Since my last question here about the Alephs was too imprecise and thus went over like a lead balloon, I am trying a new and simpler question which asks what I probably should have asked before.
Under "Beth Numbers" in Wikipedia I read:
"In ZF, for any cardinals $\kappa$ and $\mu$, there is an ordinal $\alpha$ such that:
$\kappa \leq \beth_\alpha(\mu)$."
But under "Inaccessible Cardinals" I read:
"a cardinal $\kappa$ is strongly inaccessible if it is uncountable, it is not a sum of fewer than $\kappa$ cardinals that are less than $\kappa$, and $\alpha < \kappa$ implies $2^\alpha < \kappa$."
These two passages are troubling to me since they seem to be contradictory. The first one seems to imply that for ANY cardinal one can always find a Beth number which exceeds it. While the second one clearly seems to imply that the first inaccesible and any cardinal larger than it, of which there are uncountably many, of course, are all vastly larger than any Beth cardinal generated by even $\omega$ applications of the Power Set operation could ever be.
I assume that I am simply missing something important here, and that both statements from the Wikipedia are actually true. But what exactly am I missing??
It seems like the issue you're having is with understanding what $\beth_\alpha$ means when $\alpha \geq \omega$. The definition is by recursion: $\beth_0 = \aleph_0$, for any ordinal $\alpha$ we define $\beth_{\alpha+1} = 2^{\beth_\alpha}$, and when $\alpha$ is a limit ordinal we have $\beth_\alpha = \sup\{\beth_\beta : \beta < \alpha\}$. This allows us to continue the powerset operation transfinitely.

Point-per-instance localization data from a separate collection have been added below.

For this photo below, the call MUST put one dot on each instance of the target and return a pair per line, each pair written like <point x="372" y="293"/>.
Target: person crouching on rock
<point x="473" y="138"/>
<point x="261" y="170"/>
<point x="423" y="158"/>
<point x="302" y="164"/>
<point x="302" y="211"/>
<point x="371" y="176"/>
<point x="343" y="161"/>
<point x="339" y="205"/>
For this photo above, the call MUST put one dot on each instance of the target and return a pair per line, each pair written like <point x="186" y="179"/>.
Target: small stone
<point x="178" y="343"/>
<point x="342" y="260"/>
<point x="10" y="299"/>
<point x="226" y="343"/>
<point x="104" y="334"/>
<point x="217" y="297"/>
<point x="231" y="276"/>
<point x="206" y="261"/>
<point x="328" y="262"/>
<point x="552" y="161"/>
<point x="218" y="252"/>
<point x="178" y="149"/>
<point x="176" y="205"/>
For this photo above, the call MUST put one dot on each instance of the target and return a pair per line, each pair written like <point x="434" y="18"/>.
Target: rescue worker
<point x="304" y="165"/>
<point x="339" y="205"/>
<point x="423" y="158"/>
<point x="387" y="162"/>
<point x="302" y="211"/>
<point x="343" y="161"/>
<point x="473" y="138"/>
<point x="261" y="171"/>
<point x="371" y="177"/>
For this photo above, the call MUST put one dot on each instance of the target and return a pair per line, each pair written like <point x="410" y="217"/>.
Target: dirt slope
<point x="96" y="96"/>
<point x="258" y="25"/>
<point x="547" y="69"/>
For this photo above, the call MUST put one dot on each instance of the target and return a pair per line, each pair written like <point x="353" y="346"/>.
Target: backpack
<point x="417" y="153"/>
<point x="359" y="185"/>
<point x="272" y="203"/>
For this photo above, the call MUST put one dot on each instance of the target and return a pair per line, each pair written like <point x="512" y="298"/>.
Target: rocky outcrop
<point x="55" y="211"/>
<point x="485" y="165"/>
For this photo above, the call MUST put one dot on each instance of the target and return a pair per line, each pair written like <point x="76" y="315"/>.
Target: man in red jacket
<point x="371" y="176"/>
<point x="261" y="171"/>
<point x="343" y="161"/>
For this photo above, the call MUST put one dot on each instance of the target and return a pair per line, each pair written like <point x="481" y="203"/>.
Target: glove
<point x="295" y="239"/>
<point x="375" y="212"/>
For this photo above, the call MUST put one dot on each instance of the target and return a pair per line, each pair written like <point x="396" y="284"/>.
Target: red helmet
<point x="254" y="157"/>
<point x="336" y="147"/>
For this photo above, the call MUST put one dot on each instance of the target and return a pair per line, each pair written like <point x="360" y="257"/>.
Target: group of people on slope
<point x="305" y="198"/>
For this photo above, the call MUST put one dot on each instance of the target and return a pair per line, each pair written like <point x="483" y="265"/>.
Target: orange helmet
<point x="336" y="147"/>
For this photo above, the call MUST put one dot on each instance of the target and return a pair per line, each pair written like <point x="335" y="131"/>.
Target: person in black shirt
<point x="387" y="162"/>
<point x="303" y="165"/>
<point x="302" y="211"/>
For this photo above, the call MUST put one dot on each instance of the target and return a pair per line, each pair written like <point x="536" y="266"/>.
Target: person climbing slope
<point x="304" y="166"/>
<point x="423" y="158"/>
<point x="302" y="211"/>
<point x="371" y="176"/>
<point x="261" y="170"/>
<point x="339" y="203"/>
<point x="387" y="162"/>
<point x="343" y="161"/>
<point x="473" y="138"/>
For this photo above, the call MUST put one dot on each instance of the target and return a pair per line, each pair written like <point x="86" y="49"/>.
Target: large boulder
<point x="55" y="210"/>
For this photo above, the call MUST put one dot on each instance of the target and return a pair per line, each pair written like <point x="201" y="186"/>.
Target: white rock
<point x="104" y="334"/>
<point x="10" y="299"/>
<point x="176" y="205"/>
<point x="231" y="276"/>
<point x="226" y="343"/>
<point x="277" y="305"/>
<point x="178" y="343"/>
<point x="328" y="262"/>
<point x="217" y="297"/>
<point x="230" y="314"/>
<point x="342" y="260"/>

Notice that, for every $\alpha$, $\aleph_\alpha \leq \beth_\alpha$. Thus, if $\kappa = \aleph_\alpha$, then $\beth_\alpha \geq \aleph_\alpha = \kappa$, so it is indeed true that there is a $\beth$ number larger than $\kappa$ (if you want strictly larger, go for $\beth_{\alpha+1}$).
The reason the previous paragraph doesn't contradict the definition of $\kappa$ being inaccessible is that if $\kappa$ is inaccessible then the $\alpha$ for which $\kappa = \aleph_\alpha$ is $\kappa$ itself, i.e., $\kappa = \aleph_\kappa$. Thus, unlike in the definition of inaccessibility, we're not in the position of calculating $2^{\alpha}$ with $\alpha < \kappa$.